What is Critical Thinking?
First of all, critical thinking is the objective analysis of facts to form a judgement.
Thinking that is regarded as critical typically has a specific set of traits including, but not limited to:
- Always asking questions to constructive ends; for this reason, questions asked should have a point, a direction
- Purposeful, active, and dynamic
- Examines, assesses, uncovers, and questions
- Open minded
- Drawing on experience
What is Critical Thinking Not?
- Black and white
- Blind acceptance
- Strict systematic process; the process cannot be reduced to rules and protocols
Three Questions in Critical Thinking
Critical Thinking Applications in Nursing
- Outcome directed; nurses are always anticipating potential problems
- Patient, family, and community needs drive it
- Based on nursing process principles and scientific method
- Requires knowledge and experience
Even though I said that we cannot be inflexible and dependent on rules, I need to reduce critical thinking to a basic outline for illustrative purposes.
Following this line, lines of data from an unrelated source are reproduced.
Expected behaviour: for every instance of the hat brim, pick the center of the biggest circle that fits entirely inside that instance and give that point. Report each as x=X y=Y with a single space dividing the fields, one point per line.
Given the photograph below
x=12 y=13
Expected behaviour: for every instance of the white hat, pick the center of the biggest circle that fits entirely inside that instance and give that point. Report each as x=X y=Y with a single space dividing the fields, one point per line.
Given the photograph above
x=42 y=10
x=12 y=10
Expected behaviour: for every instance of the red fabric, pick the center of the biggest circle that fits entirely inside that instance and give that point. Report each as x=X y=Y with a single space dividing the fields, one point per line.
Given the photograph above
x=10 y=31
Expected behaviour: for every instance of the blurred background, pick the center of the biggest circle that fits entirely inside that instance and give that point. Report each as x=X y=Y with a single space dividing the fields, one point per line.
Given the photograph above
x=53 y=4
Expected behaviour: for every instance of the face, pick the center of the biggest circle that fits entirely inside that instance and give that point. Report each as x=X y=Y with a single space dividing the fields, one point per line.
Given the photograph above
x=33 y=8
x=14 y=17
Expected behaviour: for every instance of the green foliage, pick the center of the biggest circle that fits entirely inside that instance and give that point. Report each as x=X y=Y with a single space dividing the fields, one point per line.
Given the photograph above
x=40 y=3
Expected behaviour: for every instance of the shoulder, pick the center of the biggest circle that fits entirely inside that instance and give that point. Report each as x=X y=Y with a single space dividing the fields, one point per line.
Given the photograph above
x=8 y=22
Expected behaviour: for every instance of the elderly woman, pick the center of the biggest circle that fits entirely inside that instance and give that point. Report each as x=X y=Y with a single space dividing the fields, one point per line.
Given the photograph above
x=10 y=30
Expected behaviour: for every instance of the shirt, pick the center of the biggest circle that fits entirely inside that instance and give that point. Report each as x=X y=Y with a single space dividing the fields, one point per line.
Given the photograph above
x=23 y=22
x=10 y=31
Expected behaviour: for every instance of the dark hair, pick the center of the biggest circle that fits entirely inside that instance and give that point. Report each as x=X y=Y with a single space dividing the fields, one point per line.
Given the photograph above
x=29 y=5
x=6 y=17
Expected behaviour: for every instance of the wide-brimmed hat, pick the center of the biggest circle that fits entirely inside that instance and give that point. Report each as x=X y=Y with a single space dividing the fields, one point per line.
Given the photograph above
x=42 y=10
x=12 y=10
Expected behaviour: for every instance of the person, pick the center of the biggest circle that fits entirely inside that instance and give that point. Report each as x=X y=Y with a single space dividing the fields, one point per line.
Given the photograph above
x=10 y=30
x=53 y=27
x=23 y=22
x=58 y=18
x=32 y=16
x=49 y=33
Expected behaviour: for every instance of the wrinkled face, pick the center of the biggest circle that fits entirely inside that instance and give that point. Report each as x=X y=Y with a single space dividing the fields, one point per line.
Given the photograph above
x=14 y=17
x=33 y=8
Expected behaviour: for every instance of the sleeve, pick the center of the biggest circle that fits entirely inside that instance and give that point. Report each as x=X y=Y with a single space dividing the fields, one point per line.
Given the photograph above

To that end, when approaching a situation in nursing, a nurse should harness reason and knowledge similar to this manner:
- WHAT is normal?
- This draws from a knowledge base of human A&P and disease pathology
- WHAT is the problem?
- What needs correcting?
- Are there any abnormalities?
- Compare data with expected normals
- HOW can you solve the problem?
- Based on knowledge base and nursing practice what can you do to solve the problem?
- HOW will an action/intervention solve the problem?
- Support your choice of action with a rationale
Ultimately, there is no such thing as, “Because I said so,” in nursing or critical thinking.
Critical Thinking Paradox
Critical thinking cannot exist without a knowledge base. And a knowledge base is useless without critical thinking. As a result, they depend on each other. Similarly, humans are a spirit and a body. The body is a vessel for the spirit. A spirit cannot act without a body; therefore, a body cannot act without a spirit.
In other words, Lao Tzu wrote, “What is and what is not create each other…So, the sage acts by doing nothing…”
- What is the baseline?
- How do you know anything has changed?
- What will you tell a doctor or other nurse?
- You must support and justify your actions
- If you can’t explain why you’re doing something – DO NOT do it!
In conclusion, good nurses are always assessing and evaluating.